Immunofluorescence analysis of phosphorylated STAT3 and ERK.
At 1 h after intraperitoneal leptin injection, mice were anesthetized and perfused transcardially with 4% paraformaldehyde in 0.1 mol/L phosphate buffer. Brain tissue was removed, fixed again, and embedded in OCT compound (Sakura Finetechnical, Tokyo, Japan). Phosphorylated forms of STAT3 and ERK in the same cryosections (thickness of 7 μm) were detected by consecutive incubations with rabbit polyclonal antibodies to Tyr705-phosphorylated STAT3 (1:100 dilution) (Cell Signaling Technology) and Alexa Fluor 568–labeled goat antibodies to rabbit immunoglobulin G (1:400 dilution) (Life Technologies, Carlsbad, CA), and then with rabbit polyclonal antibodies to Thr202- and Tyr204-phosphorylated ERK1/2 (1:500 dilution) (Cell Signaling Technology) and Alexa Fluor 488–labeled goat antibodies to rabbit immunoglobulin G (1:400 dilution) (Life Technologies). Sections were examined with a fluorescence microscope (Olympus AX-70) and a laser confocal microscope (Digital Eclipse C1; Nikon). Staining was absent in control sections processed without primary antibodies.

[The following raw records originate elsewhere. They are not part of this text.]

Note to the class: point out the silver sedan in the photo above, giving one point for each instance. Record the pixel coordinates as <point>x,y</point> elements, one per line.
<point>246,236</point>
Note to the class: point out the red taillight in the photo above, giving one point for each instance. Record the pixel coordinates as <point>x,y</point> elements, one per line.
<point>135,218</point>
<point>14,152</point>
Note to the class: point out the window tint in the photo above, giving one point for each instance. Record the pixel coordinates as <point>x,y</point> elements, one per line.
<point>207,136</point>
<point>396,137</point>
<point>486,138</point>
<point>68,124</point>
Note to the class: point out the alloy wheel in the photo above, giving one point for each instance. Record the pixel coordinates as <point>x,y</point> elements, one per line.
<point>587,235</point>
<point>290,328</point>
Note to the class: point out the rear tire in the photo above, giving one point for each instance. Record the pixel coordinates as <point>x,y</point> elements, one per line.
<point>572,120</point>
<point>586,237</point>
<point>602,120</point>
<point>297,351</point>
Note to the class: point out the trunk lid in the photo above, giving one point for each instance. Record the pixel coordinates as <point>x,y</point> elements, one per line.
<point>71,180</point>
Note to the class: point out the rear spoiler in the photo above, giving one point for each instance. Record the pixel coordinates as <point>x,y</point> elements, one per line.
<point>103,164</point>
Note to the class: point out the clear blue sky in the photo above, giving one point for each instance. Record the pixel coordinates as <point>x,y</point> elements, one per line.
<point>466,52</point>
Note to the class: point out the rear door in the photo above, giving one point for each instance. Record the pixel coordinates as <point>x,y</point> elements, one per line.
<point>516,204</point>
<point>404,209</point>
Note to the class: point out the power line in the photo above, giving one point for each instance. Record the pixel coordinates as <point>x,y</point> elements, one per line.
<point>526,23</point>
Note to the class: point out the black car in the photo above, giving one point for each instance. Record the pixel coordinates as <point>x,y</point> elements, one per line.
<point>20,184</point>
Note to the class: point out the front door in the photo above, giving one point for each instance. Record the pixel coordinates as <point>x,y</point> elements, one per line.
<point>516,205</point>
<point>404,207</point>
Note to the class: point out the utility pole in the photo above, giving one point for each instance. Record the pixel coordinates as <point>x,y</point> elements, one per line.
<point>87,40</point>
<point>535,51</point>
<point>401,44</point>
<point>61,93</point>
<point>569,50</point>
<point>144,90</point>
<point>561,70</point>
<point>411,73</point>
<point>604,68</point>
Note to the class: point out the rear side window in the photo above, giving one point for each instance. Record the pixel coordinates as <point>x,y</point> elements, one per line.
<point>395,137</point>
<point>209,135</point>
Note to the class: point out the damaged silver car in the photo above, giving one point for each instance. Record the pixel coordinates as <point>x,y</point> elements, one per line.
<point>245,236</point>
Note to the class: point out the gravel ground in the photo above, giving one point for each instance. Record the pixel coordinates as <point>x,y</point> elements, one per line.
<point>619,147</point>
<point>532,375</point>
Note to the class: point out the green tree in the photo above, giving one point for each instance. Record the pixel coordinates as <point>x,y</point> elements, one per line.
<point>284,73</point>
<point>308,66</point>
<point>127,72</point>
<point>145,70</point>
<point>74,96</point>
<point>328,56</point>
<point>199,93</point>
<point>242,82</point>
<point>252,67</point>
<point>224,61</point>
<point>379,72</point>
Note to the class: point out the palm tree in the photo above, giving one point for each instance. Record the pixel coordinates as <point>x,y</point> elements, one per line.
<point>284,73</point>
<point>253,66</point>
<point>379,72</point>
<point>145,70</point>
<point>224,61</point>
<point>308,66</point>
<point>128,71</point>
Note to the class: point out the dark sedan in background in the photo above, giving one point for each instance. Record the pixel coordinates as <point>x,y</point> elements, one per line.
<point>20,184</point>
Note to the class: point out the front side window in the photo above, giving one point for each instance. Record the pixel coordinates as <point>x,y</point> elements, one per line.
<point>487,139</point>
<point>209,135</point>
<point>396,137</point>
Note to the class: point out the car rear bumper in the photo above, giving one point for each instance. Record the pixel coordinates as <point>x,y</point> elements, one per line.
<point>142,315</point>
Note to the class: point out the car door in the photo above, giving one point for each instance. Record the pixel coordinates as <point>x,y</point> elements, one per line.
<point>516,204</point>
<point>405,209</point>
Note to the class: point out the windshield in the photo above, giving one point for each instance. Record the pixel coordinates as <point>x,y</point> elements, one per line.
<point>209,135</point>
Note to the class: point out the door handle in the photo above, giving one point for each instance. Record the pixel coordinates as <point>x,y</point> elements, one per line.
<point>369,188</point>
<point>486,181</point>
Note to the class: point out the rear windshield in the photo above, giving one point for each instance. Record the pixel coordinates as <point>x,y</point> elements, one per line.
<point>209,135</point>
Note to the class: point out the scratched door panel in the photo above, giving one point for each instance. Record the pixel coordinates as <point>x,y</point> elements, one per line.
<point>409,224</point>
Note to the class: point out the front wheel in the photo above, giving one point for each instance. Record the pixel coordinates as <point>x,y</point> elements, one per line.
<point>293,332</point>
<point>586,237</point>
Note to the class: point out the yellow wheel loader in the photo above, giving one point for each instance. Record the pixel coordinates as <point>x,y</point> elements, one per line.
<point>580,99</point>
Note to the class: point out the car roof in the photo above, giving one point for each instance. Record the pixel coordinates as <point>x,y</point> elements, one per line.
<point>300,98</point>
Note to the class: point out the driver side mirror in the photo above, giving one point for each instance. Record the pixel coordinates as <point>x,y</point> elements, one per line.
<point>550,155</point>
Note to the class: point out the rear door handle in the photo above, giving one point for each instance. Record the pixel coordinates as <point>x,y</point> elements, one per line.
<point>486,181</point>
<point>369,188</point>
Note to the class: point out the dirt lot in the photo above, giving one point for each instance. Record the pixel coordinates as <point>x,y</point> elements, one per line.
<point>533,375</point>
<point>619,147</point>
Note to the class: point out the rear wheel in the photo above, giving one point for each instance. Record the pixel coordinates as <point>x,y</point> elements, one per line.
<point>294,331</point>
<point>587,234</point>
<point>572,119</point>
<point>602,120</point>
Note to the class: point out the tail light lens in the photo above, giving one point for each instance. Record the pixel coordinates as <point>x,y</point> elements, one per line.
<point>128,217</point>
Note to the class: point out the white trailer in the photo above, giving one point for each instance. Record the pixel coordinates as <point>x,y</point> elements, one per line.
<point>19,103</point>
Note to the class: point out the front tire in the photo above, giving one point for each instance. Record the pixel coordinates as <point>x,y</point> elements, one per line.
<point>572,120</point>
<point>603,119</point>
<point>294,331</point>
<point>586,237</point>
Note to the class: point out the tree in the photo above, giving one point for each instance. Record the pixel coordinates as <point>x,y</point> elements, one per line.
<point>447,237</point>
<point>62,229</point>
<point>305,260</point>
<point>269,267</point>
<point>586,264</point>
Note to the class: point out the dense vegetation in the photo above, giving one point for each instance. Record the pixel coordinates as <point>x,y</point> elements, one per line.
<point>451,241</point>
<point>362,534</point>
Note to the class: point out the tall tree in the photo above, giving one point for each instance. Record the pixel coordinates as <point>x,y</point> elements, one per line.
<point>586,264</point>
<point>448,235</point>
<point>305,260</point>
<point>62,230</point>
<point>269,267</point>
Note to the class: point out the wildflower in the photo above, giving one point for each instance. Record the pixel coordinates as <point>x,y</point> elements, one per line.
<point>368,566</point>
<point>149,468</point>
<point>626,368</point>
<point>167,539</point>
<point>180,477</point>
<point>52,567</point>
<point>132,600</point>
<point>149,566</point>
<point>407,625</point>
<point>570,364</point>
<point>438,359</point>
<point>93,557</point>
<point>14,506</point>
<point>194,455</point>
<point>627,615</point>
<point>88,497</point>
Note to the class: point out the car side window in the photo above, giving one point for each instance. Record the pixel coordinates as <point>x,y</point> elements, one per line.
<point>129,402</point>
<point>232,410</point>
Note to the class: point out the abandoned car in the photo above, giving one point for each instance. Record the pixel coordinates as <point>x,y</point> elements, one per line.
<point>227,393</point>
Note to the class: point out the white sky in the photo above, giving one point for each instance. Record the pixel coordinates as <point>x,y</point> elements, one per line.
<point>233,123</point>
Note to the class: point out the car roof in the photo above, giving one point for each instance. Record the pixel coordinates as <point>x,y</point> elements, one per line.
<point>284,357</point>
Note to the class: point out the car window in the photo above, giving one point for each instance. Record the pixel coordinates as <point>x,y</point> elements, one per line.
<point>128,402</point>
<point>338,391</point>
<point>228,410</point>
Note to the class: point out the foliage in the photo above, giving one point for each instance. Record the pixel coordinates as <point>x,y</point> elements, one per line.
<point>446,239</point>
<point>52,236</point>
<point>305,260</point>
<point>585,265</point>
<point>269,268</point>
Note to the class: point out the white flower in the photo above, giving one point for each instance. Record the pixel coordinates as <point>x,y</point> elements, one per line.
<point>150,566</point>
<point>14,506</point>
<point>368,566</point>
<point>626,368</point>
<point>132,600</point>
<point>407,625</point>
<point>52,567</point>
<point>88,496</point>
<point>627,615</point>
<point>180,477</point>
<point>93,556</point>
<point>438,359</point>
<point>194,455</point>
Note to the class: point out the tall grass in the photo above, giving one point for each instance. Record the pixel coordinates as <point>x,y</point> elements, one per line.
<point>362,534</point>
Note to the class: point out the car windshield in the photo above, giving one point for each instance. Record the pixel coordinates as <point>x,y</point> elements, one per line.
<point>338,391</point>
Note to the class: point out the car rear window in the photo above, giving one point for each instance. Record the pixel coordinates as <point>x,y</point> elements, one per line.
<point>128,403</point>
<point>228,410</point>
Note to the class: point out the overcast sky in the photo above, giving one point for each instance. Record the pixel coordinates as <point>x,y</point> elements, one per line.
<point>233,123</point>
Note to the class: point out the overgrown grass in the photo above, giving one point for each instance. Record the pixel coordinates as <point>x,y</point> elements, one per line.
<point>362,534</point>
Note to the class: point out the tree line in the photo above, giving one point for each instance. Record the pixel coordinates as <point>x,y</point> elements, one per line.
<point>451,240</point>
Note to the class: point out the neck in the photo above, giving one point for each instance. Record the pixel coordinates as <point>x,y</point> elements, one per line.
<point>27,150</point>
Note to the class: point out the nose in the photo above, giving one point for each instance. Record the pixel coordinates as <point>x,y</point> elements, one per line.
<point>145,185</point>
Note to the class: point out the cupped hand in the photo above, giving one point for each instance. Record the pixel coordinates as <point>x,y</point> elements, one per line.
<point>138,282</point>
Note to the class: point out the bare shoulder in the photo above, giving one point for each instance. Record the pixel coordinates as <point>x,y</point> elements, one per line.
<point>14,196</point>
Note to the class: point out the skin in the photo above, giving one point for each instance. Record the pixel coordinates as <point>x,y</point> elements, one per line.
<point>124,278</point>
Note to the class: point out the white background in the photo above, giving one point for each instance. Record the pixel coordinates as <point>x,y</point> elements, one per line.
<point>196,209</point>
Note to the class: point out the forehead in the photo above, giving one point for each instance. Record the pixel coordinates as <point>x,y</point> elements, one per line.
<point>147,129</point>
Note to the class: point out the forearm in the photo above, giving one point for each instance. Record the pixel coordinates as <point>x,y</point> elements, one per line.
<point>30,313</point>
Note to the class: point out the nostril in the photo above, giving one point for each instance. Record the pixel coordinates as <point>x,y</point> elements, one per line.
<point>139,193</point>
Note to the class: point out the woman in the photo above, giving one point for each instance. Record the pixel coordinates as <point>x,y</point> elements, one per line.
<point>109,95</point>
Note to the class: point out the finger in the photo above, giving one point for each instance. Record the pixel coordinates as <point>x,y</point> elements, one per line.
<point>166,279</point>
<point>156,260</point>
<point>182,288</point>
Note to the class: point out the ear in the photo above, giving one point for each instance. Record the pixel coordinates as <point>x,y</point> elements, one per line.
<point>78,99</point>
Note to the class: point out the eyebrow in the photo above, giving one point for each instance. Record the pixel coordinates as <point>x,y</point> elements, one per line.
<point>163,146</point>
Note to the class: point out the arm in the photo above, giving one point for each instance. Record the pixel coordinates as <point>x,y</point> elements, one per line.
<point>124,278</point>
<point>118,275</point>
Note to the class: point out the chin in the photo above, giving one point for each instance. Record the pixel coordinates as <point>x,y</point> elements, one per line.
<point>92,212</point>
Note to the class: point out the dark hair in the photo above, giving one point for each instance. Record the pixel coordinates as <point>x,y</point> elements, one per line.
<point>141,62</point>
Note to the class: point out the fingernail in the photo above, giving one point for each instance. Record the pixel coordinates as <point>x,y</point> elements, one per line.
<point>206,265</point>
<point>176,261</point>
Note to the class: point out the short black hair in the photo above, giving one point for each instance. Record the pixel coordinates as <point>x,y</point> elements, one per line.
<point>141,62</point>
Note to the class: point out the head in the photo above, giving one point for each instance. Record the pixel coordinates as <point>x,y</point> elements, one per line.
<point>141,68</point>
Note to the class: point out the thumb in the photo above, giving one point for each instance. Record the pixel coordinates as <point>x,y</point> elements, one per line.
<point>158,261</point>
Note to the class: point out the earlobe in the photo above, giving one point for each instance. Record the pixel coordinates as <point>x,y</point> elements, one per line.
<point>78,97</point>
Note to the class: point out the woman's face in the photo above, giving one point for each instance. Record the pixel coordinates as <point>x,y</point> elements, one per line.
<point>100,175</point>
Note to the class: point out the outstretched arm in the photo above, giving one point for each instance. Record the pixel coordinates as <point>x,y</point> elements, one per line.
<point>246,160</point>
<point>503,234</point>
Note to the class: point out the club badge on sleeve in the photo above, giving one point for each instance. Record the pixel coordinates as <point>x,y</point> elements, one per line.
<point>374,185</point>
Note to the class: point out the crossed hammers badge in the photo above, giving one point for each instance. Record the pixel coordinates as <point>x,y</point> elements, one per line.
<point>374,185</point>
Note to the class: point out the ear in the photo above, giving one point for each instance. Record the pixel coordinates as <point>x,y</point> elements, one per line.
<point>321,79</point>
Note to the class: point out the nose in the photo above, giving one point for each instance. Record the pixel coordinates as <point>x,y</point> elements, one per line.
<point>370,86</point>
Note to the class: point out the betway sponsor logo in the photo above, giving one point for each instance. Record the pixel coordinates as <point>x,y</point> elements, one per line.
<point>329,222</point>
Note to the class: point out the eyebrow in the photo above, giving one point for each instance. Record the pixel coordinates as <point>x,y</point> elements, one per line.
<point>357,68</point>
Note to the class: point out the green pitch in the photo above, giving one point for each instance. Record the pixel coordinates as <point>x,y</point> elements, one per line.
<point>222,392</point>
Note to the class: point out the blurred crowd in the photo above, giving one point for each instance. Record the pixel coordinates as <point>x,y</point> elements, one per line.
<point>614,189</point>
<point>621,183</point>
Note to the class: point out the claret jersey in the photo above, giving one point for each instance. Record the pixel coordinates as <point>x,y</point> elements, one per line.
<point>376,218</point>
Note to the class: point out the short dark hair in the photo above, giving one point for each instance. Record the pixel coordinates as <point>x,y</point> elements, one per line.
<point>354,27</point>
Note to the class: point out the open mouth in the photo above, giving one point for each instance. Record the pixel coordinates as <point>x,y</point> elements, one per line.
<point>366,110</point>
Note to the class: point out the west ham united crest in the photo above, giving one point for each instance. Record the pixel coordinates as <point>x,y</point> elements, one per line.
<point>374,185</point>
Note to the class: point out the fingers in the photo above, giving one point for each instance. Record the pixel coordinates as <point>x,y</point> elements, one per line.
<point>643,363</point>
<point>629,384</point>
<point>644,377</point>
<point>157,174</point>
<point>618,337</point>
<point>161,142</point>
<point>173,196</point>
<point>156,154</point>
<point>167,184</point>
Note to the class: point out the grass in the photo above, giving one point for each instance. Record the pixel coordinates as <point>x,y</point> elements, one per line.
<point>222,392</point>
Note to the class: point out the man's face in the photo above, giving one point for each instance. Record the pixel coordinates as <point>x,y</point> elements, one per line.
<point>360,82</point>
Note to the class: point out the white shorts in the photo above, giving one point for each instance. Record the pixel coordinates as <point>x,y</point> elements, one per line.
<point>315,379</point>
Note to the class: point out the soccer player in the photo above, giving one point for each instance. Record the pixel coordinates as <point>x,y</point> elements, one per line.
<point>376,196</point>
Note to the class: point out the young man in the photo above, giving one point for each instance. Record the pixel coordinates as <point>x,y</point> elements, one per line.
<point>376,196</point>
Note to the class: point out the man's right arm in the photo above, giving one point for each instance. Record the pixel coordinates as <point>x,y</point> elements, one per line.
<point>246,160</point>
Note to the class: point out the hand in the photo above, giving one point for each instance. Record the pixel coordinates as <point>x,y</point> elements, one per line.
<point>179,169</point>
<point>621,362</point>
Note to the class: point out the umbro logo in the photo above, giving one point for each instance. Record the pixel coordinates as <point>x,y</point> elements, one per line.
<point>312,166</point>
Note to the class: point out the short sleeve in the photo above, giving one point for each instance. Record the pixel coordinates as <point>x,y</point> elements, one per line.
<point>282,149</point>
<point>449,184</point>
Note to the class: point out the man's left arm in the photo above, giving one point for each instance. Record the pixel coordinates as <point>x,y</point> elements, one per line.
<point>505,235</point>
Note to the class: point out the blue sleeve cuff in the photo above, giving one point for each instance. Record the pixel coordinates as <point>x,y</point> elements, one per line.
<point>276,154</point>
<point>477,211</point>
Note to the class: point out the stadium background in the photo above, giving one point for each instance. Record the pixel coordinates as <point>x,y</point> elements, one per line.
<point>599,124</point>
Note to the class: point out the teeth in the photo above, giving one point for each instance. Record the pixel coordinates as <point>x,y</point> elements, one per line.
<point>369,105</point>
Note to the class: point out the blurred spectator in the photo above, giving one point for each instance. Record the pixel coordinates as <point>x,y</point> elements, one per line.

Extraction of RNA and reverse transcription PCR analysis.
Reverse transcription and real-time PCR analysis with Power SYBR Green PCR Master Mix (Applied Biosystems, Foster City, CA) were performed as described previously (14,18). The sequences of PCR primers (forward and reverse, respectively) were 5′-CATGGGCGCAGCAGGTGTATACT-3′ and 5′-CAAGGTAGATCCGGGACAGACAG-3′ for glucose-6-phosphatase (G6Pase), 5′-GGTGTTTACTGGGAAGGCATC-3′ and 5′-CAATAATGGGGCACTGGCTG-3′ for PEPCK, and 5′-AACTTTGGCATTGTGGAAGG-3′ and 5′-ACACATTGGGGGTAGGAACA-3′ for glyceraldehyde-3-phosphate dehydrogenase (GAPDH). Data were normalized by the corresponding abundance of GAPDH mRNA.
Data are presented as means ± SEM. Statistical comparisons between two groups and among multiple groups were performed with Student t test and with ANOVA followed by Tukey HSD post hoc test, respectively. A P value of <0.05 was considered statistically significant.
Leptin injection into the VMH stimulates whole-body glucose metabolism.
We examined the effects of leptin injection into the VMH on glucose metabolism with the use of a hyperinsulinemic-euglycemic clamp (Fig. 1A). The dose of leptin was selected on the basis of the results of our previous study (14). We also selected the dose of insulin as 5 mU ⋅ kg–1 ⋅ min–1 for the clamp on the basis of the results of preliminary experiments showing that this dose increased the rate of glucose disappearance (Rd, reflecting whole-body glucose utilization) about twofold and suppressed the rate of glucose appearance (Ra, reflecting EGP) by about one-half. Immunoblot and immunohistochemical analyses revealed that leptin injection into the VMH increased the phosphorylation of STAT3, ERK1/2, and Akt (which functions downstream of PI3K) in this brain region but not in the ARC or DMH (Fig. 1B and Supplementary Fig. 2). Preliminary data revealed that the phosphorylation of ERK1/2 peaked at 30 min and returned to the control level at 6 h after leptin injection into the VMH (data not shown).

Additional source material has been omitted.